Wearing a desired color of hair for long-term can benefit from a permanent hair color. This is perfect for toning hair or covering gray hair. It is also known as “oxidation” technique because it uses an oxidizer such as hydrogen peroxide. The solution for a permanent hair dye also contains ammonia, which opens the hair cuticle to allow color particles to seep through. It works by penetrating deeply into the hair’s cortex, so the color stays longer. You need less recoloring sessions to cover fading. Reapplication simply depends on the rate of your hair’s growth.
You can take a temporary look a little further with a semi-permanent hair color. The product often comes in the form of gels, creams, and mousses. It contains smaller particles than temporary color, so it absorbs better into the hair shaft. There could be small to zero concentration of oxidizer and ammonia to the solution. They don’t contain bleaching agents, so when you want to lighten your shade, this method is not for you.
A semi-permanent color is a good way to try out new colors without making an enduring commitment. You can apply a semi-permanent hair dye for root touch-ups or when growing out permanent color too. It could last for about six weeks and fades progressively.
For looks that do not require total dying of hair, the highlighting technique comes into play. This is done by placing color on different segments of hair. Most highlights usually use permanent hair color. The amount of highlight depends on the hairstyle you want to achieve. Today, there are many trending looks you can try to refresh your tired locks. An ombre is the most popular look even Hollywood celebrities are wearing. This style is a seamless transition from a darker shade from the roots to a lighter highlighted color towards the ends.

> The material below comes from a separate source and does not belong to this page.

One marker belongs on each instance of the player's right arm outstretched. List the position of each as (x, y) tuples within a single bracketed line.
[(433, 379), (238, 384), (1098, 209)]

How You Color It Matters, How You Care for It Matters More
Coloring your hair creates micro pores in your hair shaft, which causes it to absorb and release moisture more easily. The color fades every time your hair gets wet as well. This makes your colored hair look dull and dry. To avoid that, you need a good hair treatment for colored hair that protects it while keeping its vibrant hue last longer.

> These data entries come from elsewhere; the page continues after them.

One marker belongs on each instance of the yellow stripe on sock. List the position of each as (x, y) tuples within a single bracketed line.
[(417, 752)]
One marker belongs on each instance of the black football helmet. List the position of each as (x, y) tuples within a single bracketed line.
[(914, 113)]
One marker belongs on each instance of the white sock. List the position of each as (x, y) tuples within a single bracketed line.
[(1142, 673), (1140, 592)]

Hair Treatment for Colored Hair
Color-treated hair needs constant TLC. From a daily hair care routine to a weekly recovery treatment, it’s something you and your colored hair desperately needs. A good hair treatment for colored hair should be a holistic hair care system. Here are a few tips to make its color last as your hair stays vibrant and shiny.
Shampoo less frequently. Two to three times per week is enough to retain the natural oils of your hair. Look for shampoos specially formulated for colored hair. Then avoid hot water when shampooing. Heat can strip out hair dye faster because it opens the surface of the hair strands. This causes fading, so it is better to stick to lukewarm water. This is especially true for semi-permanent and temporary hair color.
On the in-between days, you can benefit from a color-safe dry-shampoo to avoid frequent washing. Remember that colored hair fades faster when constantly wet.
Conditioners generally create a form of protective layer over the hair shaft. This helps minimize effects of exposure to sun and air, such as frizz and dryness. Use a leave-in conditioner that protects your hair from damage heat-styling tools tend to cause. There are special conditioners made for colored hair available in the market today.
Combat the common after-effects of hair dying with a rich conditioning treatment that hydrates your hair. This type of hair treatment for colored hair brings the moisture back to the hair strands. It helps protect the hair from going dry, lifeless, and stiff. Look for products that help preserve the color. Some of them may even be shade specific. Hair masks are typically left on your hair for about 10 minutes, allowing moisture and nourishment to seep in. Make it a habit to do this special pampering to your hair at least once a week.
Changing hair color involves chemical treatment. To ease the damages effectively, go for natural options! You can find from your kitchen ingredients that are safe hair care alternatives. Great examples are eggs and mayonnaise. Try mixing 1 fresh egg with 2 tablespoons of mayonnaise to make a protein-rich hair mask. Cover your hair with the mask for about 45 minutes, then rinse. It repairs protein damage and restores the health of your hair.